[wolf550e]

1. They show libgcrypt managed to have the bug in EdDSA (https://git.gnupg.org/cgi-bin/gitweb.cgi?p=libgcrypt.git;a=c...).

2. People need to use ECDSA for same reason they need to use RSA: compatibility. In particular, EdDSA webpki certificates will likely never happen (https://cabforum.org/pipermail/servercert-wg/2019-June/00087...).

[tptacek]

But, if you fear and loathe ECDSA (and I do as well), it's probably a good idea to get in early against protocols that seek to deploy more of it.
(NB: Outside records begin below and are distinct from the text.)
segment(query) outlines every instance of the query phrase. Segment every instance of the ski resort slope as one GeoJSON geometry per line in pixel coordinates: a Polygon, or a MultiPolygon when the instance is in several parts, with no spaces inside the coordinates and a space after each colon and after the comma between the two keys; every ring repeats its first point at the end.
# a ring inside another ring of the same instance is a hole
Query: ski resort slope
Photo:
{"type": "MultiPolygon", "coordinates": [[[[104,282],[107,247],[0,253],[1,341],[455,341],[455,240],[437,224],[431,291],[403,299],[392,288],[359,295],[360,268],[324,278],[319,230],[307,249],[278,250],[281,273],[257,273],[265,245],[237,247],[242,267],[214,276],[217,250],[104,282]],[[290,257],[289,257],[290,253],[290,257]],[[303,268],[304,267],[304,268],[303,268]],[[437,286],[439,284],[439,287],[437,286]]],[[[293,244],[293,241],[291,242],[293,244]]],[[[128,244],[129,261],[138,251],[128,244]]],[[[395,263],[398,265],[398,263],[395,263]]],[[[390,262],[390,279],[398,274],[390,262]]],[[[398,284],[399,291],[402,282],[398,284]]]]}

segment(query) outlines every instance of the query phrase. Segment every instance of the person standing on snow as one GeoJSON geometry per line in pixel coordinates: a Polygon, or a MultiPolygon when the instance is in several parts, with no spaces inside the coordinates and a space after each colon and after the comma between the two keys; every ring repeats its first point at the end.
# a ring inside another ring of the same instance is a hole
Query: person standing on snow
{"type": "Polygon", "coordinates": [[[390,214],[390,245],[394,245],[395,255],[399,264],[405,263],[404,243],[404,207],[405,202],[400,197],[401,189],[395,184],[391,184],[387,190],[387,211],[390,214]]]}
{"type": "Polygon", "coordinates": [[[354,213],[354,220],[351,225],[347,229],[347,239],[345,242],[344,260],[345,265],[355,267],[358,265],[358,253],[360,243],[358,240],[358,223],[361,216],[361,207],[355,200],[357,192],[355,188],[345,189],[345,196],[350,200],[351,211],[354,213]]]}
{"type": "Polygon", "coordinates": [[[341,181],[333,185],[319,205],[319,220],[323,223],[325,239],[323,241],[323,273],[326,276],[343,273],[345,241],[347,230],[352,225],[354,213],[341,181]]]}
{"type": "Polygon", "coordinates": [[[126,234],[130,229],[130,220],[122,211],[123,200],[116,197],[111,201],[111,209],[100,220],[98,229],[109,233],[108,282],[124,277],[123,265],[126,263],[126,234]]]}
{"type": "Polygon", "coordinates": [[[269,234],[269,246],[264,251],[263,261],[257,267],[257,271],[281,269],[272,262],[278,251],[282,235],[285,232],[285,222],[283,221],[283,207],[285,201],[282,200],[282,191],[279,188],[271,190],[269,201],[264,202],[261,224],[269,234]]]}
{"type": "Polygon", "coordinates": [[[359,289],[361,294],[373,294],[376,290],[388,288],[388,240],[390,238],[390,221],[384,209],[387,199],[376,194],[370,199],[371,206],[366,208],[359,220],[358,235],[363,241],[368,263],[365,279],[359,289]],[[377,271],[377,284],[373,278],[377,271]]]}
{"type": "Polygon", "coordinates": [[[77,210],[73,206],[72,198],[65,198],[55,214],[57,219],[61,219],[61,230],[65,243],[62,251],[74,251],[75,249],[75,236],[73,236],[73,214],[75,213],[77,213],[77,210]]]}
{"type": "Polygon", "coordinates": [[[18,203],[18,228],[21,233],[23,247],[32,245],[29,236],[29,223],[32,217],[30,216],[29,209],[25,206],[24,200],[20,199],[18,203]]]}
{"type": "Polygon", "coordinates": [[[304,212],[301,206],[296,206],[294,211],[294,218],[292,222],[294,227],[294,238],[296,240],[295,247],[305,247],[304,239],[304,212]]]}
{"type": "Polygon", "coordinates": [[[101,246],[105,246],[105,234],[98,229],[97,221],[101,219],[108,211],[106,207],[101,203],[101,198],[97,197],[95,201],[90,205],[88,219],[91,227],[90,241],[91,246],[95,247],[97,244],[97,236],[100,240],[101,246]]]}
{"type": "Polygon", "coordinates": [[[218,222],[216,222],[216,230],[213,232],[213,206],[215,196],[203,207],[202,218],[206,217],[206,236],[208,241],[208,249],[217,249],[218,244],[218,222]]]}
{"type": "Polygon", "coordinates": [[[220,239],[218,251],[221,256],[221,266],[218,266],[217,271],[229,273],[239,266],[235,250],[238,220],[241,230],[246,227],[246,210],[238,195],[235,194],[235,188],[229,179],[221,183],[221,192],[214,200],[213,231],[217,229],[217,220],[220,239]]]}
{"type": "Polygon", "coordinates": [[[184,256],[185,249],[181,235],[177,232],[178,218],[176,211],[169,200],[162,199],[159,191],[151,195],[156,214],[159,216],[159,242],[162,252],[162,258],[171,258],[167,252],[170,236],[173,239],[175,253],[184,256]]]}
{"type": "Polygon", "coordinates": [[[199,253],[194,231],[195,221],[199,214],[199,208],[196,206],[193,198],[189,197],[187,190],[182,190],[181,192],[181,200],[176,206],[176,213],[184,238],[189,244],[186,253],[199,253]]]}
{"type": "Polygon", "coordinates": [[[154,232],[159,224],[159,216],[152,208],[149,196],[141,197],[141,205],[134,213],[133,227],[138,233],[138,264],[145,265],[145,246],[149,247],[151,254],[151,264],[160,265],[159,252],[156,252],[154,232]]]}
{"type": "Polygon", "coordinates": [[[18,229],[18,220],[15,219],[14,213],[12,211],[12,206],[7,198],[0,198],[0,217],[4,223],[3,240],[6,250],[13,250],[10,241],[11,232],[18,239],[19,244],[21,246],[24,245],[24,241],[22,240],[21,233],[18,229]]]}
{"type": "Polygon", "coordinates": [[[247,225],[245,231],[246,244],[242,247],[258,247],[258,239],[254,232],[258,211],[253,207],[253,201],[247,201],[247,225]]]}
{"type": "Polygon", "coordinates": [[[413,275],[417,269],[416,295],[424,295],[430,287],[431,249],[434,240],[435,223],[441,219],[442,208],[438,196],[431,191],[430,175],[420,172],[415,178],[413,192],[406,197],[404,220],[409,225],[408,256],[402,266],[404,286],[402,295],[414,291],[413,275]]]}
For instance, DNSSEC, which is barely deployed anywhere on the Internet, is just now (as in, resolvers couldn't reliably verify ECC records until recently) introducing ECC support --- with ECDSA.

[wolf550e]

I think EdDSA desperately needs to be allowed in FIPS certified hardware, so that secure hardware will have support for EdDSA so that people who have to store keys in secure hardware will be able to use it. I mean HSMs, smart cards, secure enclaves, TPMs, things with a ATECC508A, etc.

[wolf550e]

Can downvoters explain why I'm wrong?

[loeg]

There's no reason I'm aware of to use libgcrypt over other available crypto. Don't use libgcrypt.